If they're good with it, you'll need to build the frontend before we merge.
Thanks for the PR.
Reduce minimum value for CfgScale from 1.01 to 1.0001. There are perceptual differences between 1.01 and 1.001 for most pipeline renders. Added an additional order of magnitude for safety.
This is tangential to the topic of random seeds, but is there interest in allowing CFG=1, i.e. disabling the classifier-free guidance entirely? We could certainly do that (and disabling it would let it use only half the resources), but given the way the models are trained I don't know if people find that useful.
If this eliminates the platform-to-platform differences in random seed generation that we see, then that's very much for the good.

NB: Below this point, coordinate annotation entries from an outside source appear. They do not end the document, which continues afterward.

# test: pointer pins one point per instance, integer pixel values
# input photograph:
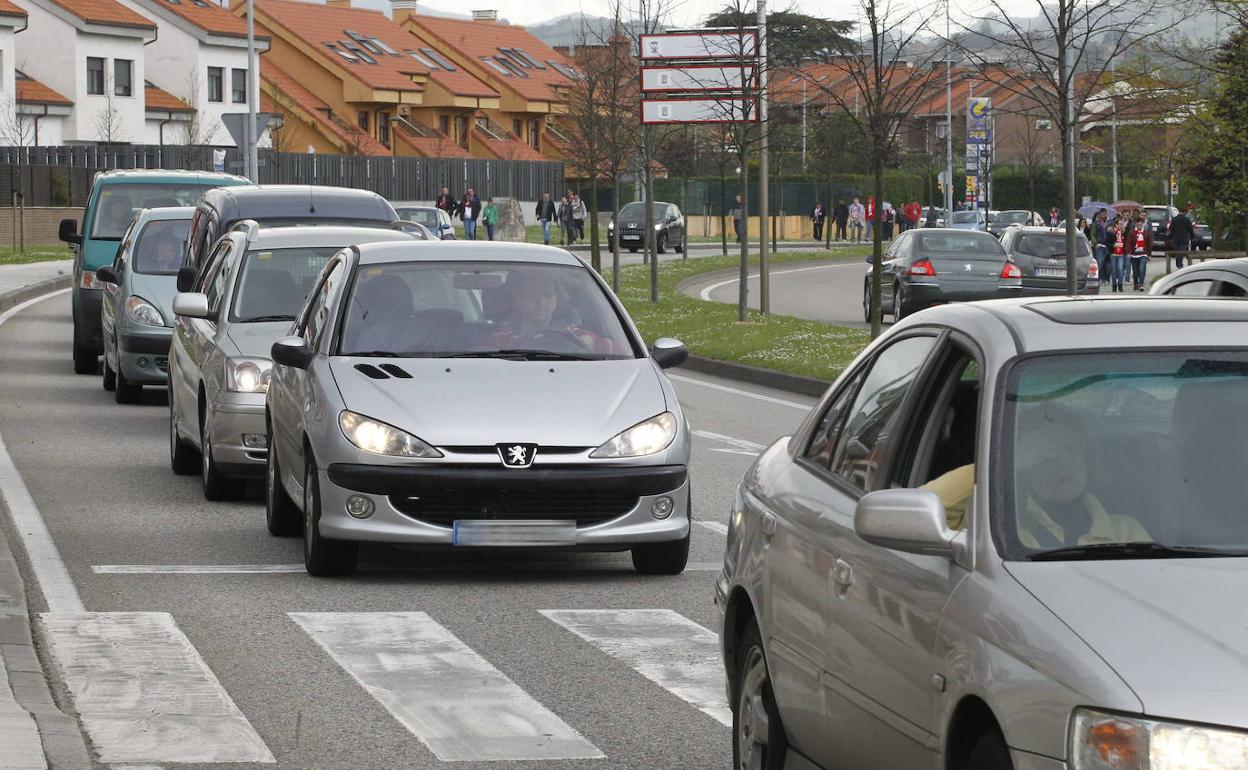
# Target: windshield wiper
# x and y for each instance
(1133, 550)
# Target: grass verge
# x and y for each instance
(710, 328)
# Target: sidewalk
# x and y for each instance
(34, 733)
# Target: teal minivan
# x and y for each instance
(114, 200)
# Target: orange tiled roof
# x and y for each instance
(318, 24)
(316, 110)
(33, 92)
(471, 40)
(105, 11)
(160, 99)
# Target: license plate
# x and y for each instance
(514, 533)
(1050, 272)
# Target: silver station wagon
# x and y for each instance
(1012, 536)
(474, 396)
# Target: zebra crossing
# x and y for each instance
(147, 696)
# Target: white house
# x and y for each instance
(200, 58)
(91, 51)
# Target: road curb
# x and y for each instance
(31, 713)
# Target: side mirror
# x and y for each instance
(185, 278)
(668, 352)
(68, 231)
(192, 305)
(911, 521)
(292, 352)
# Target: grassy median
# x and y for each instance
(710, 328)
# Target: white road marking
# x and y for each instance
(660, 644)
(144, 694)
(715, 386)
(459, 705)
(45, 559)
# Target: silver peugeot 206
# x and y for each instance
(474, 396)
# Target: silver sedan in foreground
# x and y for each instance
(1002, 540)
(474, 396)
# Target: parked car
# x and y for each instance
(1214, 278)
(965, 557)
(252, 285)
(434, 219)
(115, 197)
(931, 266)
(137, 310)
(1040, 253)
(471, 398)
(281, 206)
(669, 227)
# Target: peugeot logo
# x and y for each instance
(517, 456)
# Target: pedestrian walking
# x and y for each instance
(469, 214)
(547, 214)
(816, 220)
(841, 215)
(1182, 232)
(489, 217)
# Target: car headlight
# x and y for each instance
(1111, 741)
(247, 375)
(141, 311)
(380, 438)
(654, 434)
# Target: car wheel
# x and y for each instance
(990, 753)
(216, 487)
(181, 456)
(322, 557)
(281, 514)
(759, 740)
(667, 558)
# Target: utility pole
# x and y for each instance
(764, 278)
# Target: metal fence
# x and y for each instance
(61, 176)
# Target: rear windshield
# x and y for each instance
(159, 251)
(1050, 245)
(116, 205)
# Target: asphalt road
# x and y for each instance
(353, 673)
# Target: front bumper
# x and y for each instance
(612, 506)
(235, 416)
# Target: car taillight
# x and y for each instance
(922, 267)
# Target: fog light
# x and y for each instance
(360, 507)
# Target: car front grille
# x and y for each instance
(585, 507)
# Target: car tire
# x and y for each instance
(282, 517)
(668, 558)
(216, 487)
(990, 753)
(322, 557)
(756, 723)
(182, 457)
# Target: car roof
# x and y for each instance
(466, 251)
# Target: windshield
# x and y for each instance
(1050, 245)
(1111, 448)
(272, 285)
(117, 204)
(159, 251)
(436, 310)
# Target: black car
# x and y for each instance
(669, 227)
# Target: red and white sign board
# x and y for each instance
(659, 111)
(709, 77)
(700, 45)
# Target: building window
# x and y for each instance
(122, 76)
(238, 86)
(95, 75)
(216, 84)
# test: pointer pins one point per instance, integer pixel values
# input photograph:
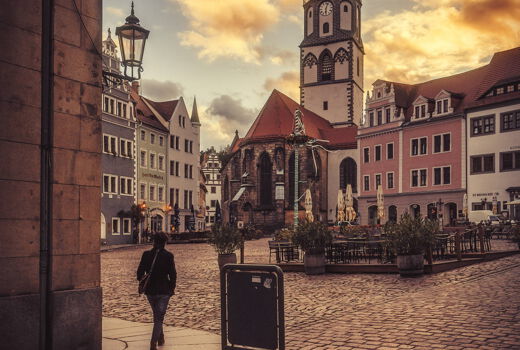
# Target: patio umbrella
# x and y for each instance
(465, 205)
(340, 216)
(380, 203)
(308, 206)
(351, 213)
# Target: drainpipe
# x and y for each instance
(46, 174)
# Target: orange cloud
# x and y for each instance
(287, 82)
(438, 38)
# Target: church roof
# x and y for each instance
(276, 120)
(165, 108)
(144, 114)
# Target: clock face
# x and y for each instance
(325, 8)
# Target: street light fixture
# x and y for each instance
(132, 40)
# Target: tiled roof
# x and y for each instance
(144, 114)
(276, 120)
(165, 108)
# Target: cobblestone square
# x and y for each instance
(475, 307)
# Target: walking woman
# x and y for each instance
(159, 263)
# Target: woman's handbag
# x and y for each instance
(143, 282)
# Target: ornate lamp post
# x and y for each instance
(132, 40)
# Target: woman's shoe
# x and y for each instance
(160, 342)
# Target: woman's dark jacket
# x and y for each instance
(164, 276)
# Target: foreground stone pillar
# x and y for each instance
(50, 96)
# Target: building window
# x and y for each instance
(126, 226)
(265, 180)
(152, 160)
(510, 121)
(442, 175)
(483, 125)
(152, 193)
(366, 183)
(348, 174)
(482, 164)
(110, 144)
(142, 191)
(378, 152)
(389, 180)
(110, 184)
(161, 162)
(327, 67)
(389, 151)
(115, 226)
(419, 178)
(378, 180)
(509, 161)
(126, 186)
(419, 146)
(442, 143)
(143, 159)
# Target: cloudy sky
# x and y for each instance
(232, 53)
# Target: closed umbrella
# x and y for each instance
(380, 203)
(349, 199)
(341, 207)
(308, 206)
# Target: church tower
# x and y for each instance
(331, 60)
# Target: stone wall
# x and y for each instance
(74, 295)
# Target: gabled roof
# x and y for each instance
(276, 120)
(165, 108)
(144, 114)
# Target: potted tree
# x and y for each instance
(226, 239)
(408, 239)
(312, 238)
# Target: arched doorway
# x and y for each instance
(372, 215)
(103, 227)
(450, 213)
(432, 211)
(415, 210)
(392, 213)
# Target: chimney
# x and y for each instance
(135, 86)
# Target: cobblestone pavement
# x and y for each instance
(475, 307)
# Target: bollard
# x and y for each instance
(457, 246)
(481, 238)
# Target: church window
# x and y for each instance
(326, 28)
(348, 174)
(327, 67)
(266, 196)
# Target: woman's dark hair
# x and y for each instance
(160, 239)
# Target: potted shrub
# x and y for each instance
(408, 239)
(312, 238)
(226, 239)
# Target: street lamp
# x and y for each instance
(132, 40)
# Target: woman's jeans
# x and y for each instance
(159, 304)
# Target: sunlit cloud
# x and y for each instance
(438, 38)
(234, 28)
(287, 82)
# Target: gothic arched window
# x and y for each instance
(326, 28)
(348, 174)
(327, 67)
(266, 183)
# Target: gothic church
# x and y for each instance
(258, 186)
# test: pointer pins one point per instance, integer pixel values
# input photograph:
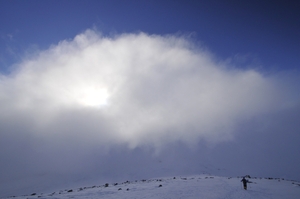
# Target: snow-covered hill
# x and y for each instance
(199, 186)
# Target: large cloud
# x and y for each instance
(135, 89)
(100, 105)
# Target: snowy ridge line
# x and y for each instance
(144, 186)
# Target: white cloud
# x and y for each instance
(136, 89)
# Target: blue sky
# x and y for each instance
(90, 89)
(268, 32)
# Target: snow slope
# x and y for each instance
(199, 186)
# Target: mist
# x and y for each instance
(138, 105)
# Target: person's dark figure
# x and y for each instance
(244, 183)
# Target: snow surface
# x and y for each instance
(198, 186)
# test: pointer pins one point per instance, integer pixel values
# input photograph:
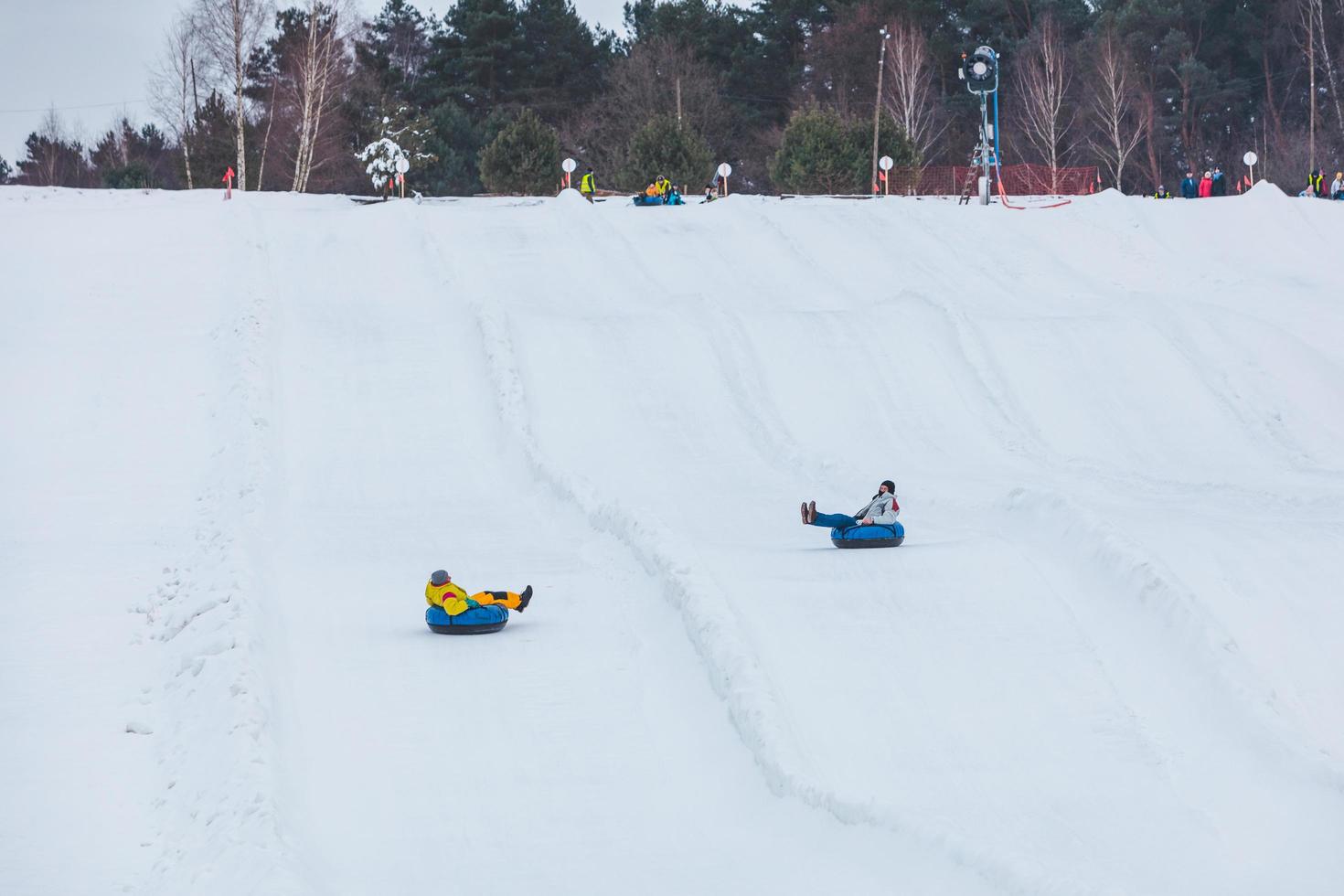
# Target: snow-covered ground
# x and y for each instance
(240, 435)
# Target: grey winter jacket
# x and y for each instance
(880, 509)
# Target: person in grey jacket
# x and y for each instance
(880, 511)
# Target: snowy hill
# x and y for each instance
(240, 435)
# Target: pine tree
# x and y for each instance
(663, 148)
(824, 154)
(525, 159)
(562, 58)
(405, 136)
(397, 51)
(477, 57)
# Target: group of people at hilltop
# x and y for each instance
(1214, 183)
(1316, 186)
(663, 188)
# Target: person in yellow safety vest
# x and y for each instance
(440, 592)
(1315, 183)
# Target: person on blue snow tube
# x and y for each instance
(440, 592)
(880, 511)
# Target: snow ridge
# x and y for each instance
(734, 672)
(1157, 589)
(219, 825)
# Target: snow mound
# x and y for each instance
(1265, 191)
(571, 197)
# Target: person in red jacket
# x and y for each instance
(1206, 186)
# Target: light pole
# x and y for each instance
(877, 103)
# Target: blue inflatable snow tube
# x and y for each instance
(675, 199)
(481, 620)
(869, 536)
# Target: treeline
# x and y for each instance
(492, 93)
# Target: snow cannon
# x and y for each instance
(483, 620)
(869, 536)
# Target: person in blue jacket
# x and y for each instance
(1189, 187)
(882, 509)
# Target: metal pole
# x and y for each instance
(877, 106)
(1310, 66)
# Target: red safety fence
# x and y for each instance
(1017, 180)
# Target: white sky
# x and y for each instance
(91, 58)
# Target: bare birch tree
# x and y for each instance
(1316, 10)
(909, 96)
(1120, 126)
(171, 89)
(229, 31)
(322, 69)
(1043, 80)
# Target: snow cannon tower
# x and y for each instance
(980, 71)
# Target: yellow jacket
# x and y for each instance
(449, 597)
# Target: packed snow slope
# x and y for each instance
(240, 435)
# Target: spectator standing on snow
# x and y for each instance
(1316, 183)
(1206, 186)
(1220, 182)
(880, 511)
(1189, 187)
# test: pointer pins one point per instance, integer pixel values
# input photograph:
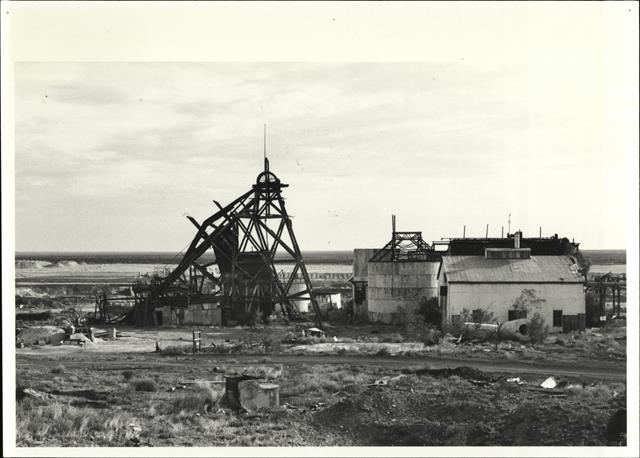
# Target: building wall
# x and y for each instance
(361, 257)
(194, 314)
(498, 298)
(396, 288)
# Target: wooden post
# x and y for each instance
(197, 341)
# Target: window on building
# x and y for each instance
(360, 295)
(557, 318)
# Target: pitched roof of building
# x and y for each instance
(537, 269)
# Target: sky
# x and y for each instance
(111, 156)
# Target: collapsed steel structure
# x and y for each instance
(242, 280)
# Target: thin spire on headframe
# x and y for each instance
(266, 161)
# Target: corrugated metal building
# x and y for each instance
(495, 281)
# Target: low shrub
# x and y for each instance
(272, 343)
(202, 398)
(145, 385)
(538, 329)
(127, 375)
(431, 336)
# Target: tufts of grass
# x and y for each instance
(145, 385)
(36, 423)
(267, 372)
(176, 350)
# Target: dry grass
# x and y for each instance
(145, 385)
(58, 423)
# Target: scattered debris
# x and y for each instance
(313, 332)
(254, 395)
(40, 335)
(549, 383)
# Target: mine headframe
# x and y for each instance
(243, 279)
(405, 246)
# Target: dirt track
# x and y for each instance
(599, 371)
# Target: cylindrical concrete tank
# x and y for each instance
(395, 289)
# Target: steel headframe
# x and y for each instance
(256, 225)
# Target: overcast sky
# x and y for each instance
(111, 156)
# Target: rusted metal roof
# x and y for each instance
(537, 269)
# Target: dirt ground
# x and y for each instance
(357, 385)
(86, 402)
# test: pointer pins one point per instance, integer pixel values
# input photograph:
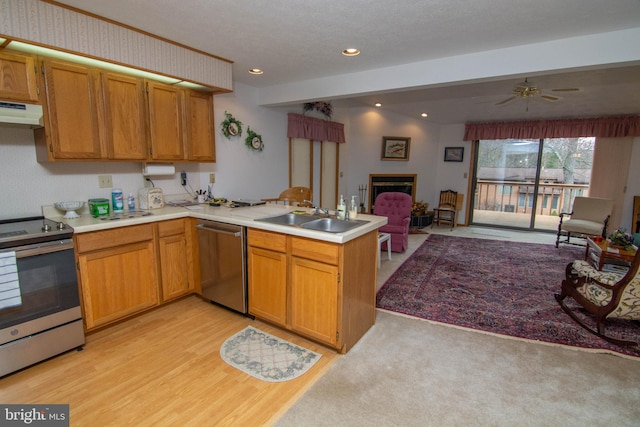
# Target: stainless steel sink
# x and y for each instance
(314, 222)
(124, 215)
(332, 225)
(289, 219)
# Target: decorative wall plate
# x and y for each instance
(253, 140)
(231, 127)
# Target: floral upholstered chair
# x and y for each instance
(397, 208)
(589, 217)
(605, 295)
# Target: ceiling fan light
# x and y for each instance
(351, 51)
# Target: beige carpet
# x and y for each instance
(409, 372)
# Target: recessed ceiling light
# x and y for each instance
(351, 52)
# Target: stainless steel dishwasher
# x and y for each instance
(222, 264)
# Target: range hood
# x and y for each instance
(21, 114)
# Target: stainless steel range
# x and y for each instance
(40, 314)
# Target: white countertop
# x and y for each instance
(237, 216)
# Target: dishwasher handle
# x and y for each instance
(218, 230)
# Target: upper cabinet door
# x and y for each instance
(165, 122)
(125, 117)
(18, 78)
(71, 111)
(201, 144)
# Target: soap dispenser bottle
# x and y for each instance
(342, 208)
(353, 209)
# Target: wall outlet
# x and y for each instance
(104, 181)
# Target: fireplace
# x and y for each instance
(389, 182)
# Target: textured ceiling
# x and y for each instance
(300, 41)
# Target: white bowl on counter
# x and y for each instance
(70, 208)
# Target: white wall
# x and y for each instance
(243, 173)
(240, 172)
(364, 148)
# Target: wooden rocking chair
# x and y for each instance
(605, 295)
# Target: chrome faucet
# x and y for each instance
(317, 210)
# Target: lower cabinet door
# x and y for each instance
(118, 282)
(267, 272)
(314, 299)
(173, 266)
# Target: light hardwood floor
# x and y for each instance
(163, 368)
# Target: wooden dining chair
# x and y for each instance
(446, 211)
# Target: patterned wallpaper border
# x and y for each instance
(58, 27)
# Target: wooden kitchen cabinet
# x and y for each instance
(267, 275)
(93, 114)
(314, 299)
(70, 113)
(117, 272)
(165, 122)
(199, 135)
(125, 117)
(18, 78)
(321, 290)
(174, 258)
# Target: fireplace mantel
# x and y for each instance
(383, 183)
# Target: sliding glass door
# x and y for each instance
(526, 183)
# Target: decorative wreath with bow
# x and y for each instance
(253, 140)
(231, 126)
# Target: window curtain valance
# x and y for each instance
(605, 127)
(301, 126)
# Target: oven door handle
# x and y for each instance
(44, 248)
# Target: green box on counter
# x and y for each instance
(99, 207)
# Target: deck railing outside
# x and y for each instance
(517, 197)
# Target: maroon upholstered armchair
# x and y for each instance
(397, 208)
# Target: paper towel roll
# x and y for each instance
(158, 170)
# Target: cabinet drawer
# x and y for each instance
(170, 227)
(267, 240)
(112, 238)
(315, 249)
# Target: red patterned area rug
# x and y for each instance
(500, 287)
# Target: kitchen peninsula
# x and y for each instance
(317, 284)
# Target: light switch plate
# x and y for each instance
(105, 181)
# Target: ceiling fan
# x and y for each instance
(527, 90)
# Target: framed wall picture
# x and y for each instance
(453, 154)
(395, 148)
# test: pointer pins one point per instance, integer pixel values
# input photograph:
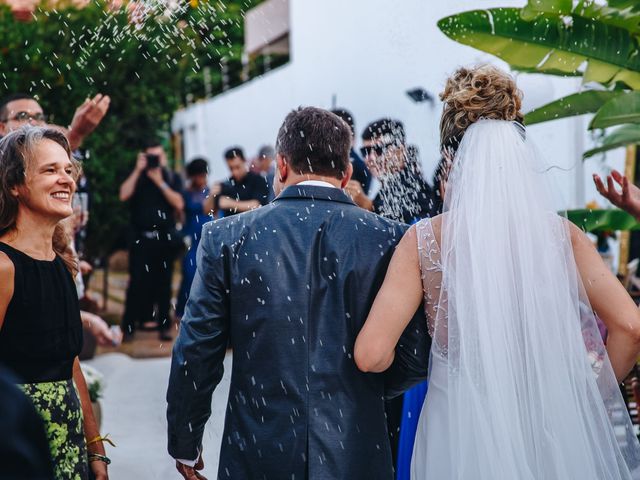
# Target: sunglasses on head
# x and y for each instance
(26, 116)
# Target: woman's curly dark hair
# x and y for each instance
(474, 93)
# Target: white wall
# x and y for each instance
(366, 54)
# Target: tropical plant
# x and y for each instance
(596, 41)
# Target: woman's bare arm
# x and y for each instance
(612, 304)
(7, 272)
(396, 303)
(90, 425)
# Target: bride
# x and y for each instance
(521, 385)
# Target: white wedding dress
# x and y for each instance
(520, 385)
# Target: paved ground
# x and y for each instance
(134, 410)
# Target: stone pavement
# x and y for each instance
(134, 414)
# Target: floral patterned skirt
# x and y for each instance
(58, 403)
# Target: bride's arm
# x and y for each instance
(394, 307)
(612, 304)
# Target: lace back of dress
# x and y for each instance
(435, 298)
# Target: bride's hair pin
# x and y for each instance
(521, 129)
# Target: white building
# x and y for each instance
(364, 55)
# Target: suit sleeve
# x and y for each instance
(199, 351)
(410, 364)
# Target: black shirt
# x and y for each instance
(42, 331)
(251, 187)
(149, 209)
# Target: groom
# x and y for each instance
(288, 286)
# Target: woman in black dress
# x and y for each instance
(40, 326)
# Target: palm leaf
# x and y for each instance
(622, 136)
(603, 220)
(576, 104)
(536, 7)
(621, 109)
(548, 43)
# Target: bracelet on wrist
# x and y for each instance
(96, 457)
(100, 438)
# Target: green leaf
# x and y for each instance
(536, 7)
(624, 108)
(548, 43)
(625, 135)
(603, 220)
(577, 104)
(624, 13)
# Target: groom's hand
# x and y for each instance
(628, 199)
(191, 473)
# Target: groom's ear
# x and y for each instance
(283, 168)
(347, 176)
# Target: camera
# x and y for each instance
(153, 161)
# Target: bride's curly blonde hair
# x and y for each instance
(474, 93)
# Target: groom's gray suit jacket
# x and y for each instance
(288, 287)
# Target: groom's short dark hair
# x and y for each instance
(315, 141)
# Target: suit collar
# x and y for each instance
(314, 193)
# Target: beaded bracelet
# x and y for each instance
(100, 438)
(96, 457)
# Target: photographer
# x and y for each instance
(155, 199)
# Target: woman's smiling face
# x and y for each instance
(49, 182)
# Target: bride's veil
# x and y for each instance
(532, 394)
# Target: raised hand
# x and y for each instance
(628, 200)
(191, 473)
(87, 117)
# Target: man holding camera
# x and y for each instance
(155, 198)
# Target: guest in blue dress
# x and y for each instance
(195, 216)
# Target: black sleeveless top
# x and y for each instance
(42, 330)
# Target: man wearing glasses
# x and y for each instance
(398, 190)
(21, 109)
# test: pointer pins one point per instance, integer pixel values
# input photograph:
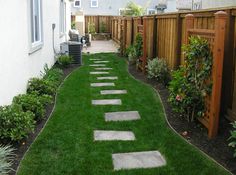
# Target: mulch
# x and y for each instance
(22, 146)
(195, 133)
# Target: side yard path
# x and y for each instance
(105, 122)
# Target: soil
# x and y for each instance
(195, 133)
(22, 146)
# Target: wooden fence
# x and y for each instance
(166, 33)
(99, 21)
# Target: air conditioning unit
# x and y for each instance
(73, 49)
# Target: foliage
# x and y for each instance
(133, 9)
(233, 138)
(138, 45)
(6, 158)
(41, 87)
(15, 123)
(91, 28)
(33, 103)
(65, 60)
(190, 84)
(158, 69)
(131, 54)
(102, 27)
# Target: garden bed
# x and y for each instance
(195, 133)
(22, 147)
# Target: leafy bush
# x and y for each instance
(91, 28)
(233, 138)
(102, 27)
(41, 87)
(33, 103)
(138, 45)
(15, 123)
(65, 60)
(158, 69)
(190, 84)
(6, 158)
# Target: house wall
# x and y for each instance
(111, 7)
(17, 65)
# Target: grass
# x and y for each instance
(66, 144)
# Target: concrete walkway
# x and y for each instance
(101, 46)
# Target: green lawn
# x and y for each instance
(66, 144)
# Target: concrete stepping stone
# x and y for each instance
(122, 116)
(113, 135)
(97, 73)
(110, 92)
(107, 102)
(97, 65)
(101, 62)
(107, 78)
(103, 68)
(101, 84)
(149, 159)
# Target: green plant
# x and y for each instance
(133, 9)
(41, 87)
(158, 69)
(233, 138)
(190, 84)
(91, 28)
(138, 45)
(102, 27)
(6, 158)
(65, 60)
(33, 103)
(15, 123)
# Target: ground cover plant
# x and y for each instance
(66, 145)
(190, 84)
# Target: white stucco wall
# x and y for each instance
(17, 66)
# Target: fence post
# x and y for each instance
(189, 21)
(218, 55)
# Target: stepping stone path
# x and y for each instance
(97, 73)
(107, 78)
(109, 92)
(121, 161)
(97, 65)
(149, 159)
(107, 102)
(113, 135)
(101, 62)
(103, 68)
(101, 84)
(122, 116)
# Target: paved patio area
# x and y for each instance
(101, 46)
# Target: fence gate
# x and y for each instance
(216, 39)
(143, 60)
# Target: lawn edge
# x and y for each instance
(51, 113)
(165, 116)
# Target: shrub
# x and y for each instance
(65, 60)
(15, 123)
(233, 138)
(33, 103)
(158, 69)
(41, 87)
(6, 158)
(191, 83)
(138, 45)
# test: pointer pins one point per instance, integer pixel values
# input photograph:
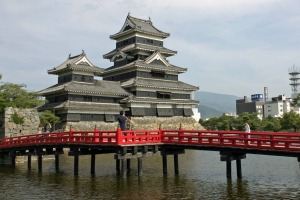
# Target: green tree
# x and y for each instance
(296, 101)
(15, 95)
(271, 124)
(48, 117)
(290, 120)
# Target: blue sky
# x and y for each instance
(230, 47)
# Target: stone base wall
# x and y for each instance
(139, 123)
(10, 129)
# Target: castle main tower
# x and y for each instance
(294, 73)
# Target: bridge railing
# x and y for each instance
(258, 140)
(71, 137)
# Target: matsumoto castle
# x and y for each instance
(140, 82)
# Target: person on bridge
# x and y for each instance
(247, 130)
(122, 120)
(247, 127)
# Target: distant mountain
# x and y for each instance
(214, 104)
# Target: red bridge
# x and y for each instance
(232, 145)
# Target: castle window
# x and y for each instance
(156, 74)
(163, 95)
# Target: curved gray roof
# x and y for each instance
(158, 84)
(77, 63)
(139, 25)
(142, 64)
(165, 51)
(133, 99)
(85, 106)
(99, 87)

On the other hand, what effect does this have on reproducibility of images when users provide a previously-used prompt and seed? If it breaks reproducibility then we need a mechanism to revert to the legacy random number generator via an environment variable or (preferably) a command-line switch.
Because of the reorganization of the source tree, there are now multiple conflicts with this PR. I understand where things have gone and am happy to try to resolve the conflicts. I think this is something we want to have ultimately, as long as there's a backward compatibility flag.
If it breaks reproducibility then we need a mechanism to revert to the legacy random number generator via an environment variable or (preferably) a command-line switch.
I believe these changes only improve reproducibility. It only changes the behavior for seeds > 4294967295. The previous behavior, if given by the command-line for example, when given a seed greater than 4294967295 was to select a new and different random seed than the seed specified. The behavior came from the use of the torch seed_everything function. I think it is redundant to add a switch to restore such behavior.
Still waiting for a response to requests for changes from damian and myself. I will close this PR soon if no further activity.
I responded to your change request above:
I believe these changes only improve reproducibility. It only changes the behavior for seeds > 4294967295. The previous behavior, if given by the command-line for example, when given a seed greater than 4294967295 was to select a new and different random seed than the seed specified. The behavior came from the use of the torch seed_everything function. I think it is redundant to add a switch to restore such behavior.
I can make keturn's suggested changes if you agree with my assessment above. Otherwise I will let you close the pull request.
Status?
4294967295 is a bit low as an upper limit right now.
This is all fine by me, but this needs to be implemented in main, using the new nodes backend.
FWIW JS can deal with large numbers safely and across all browsers using https://developer.mozilla.org/en-US/docs/Web/JavaScript/Reference/Global_Objects/BigInt. Does require being careful in all maths operations (though choosing the random seed is better done in the backend) and JSON representation. Unclear wether input type number supports bigint but it's easy enough to just use a text input.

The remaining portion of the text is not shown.